"The oldest human remains found in the Americas were recently "discovered" in the storeroom of Mexico's National Museum of Anthropology. Found in central Mexico in 1959, the five skulls were radiocarbon dated by a team of researchers from the United Kingdom and Mexico and found to be 13,000 years old. They pre-date the Clovis culture by a couple thousand years, adding to the growing evidence against the Clovis-first model for the first peopling of the Americas."
"Of additional significance is the shape of the skulls, which are described as long and narrow, very unlike those of modern Native Americans
Yes...that would be great. And what about Kennewick Man?
“Of additional significance is the shape of the skulls, which are described as long and narrow, very unlike those of modern Native Americans”

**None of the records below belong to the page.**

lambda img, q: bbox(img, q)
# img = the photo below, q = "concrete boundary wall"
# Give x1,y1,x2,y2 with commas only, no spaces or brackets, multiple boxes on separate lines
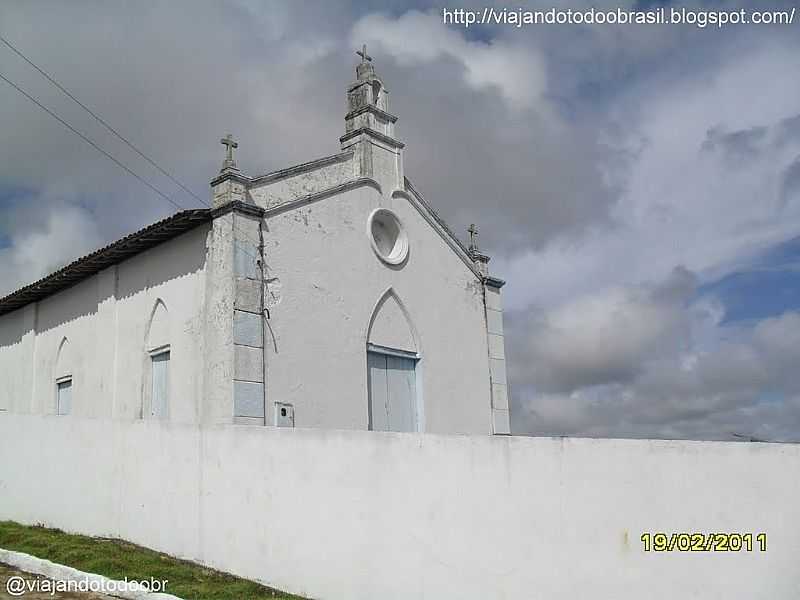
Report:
1,413,798,599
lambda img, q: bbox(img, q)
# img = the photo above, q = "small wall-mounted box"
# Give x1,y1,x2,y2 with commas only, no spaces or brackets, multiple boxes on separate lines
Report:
274,402,295,428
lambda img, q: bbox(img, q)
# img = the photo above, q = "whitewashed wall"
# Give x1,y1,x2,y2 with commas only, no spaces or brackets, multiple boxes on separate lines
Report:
0,226,210,421
256,183,492,433
1,413,797,600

The problem I’ve always had with this statement is that it’s comparing peoples across many thousands of years.
Heck by that standard modern Europeans couldn’t be related to Cro-Magnon man because the morphology is different.
The shape of skulls doesn’t tell you whether someone is related to some else over thousands of years.
“Furthermore, the fact that the allele was absent in other Asian populations most likely meant that Americas ancestral founders had been isolated from the rest of Asia for thousands of years before they moved into the New World: that is, for a period of time that was long enough to allow the allele to originate in, and spread throughout, the isolated population.”
I’m gonna have to call BS.
How is it these learned men didn’t include the possibility of these *natives* being here (in America) all along?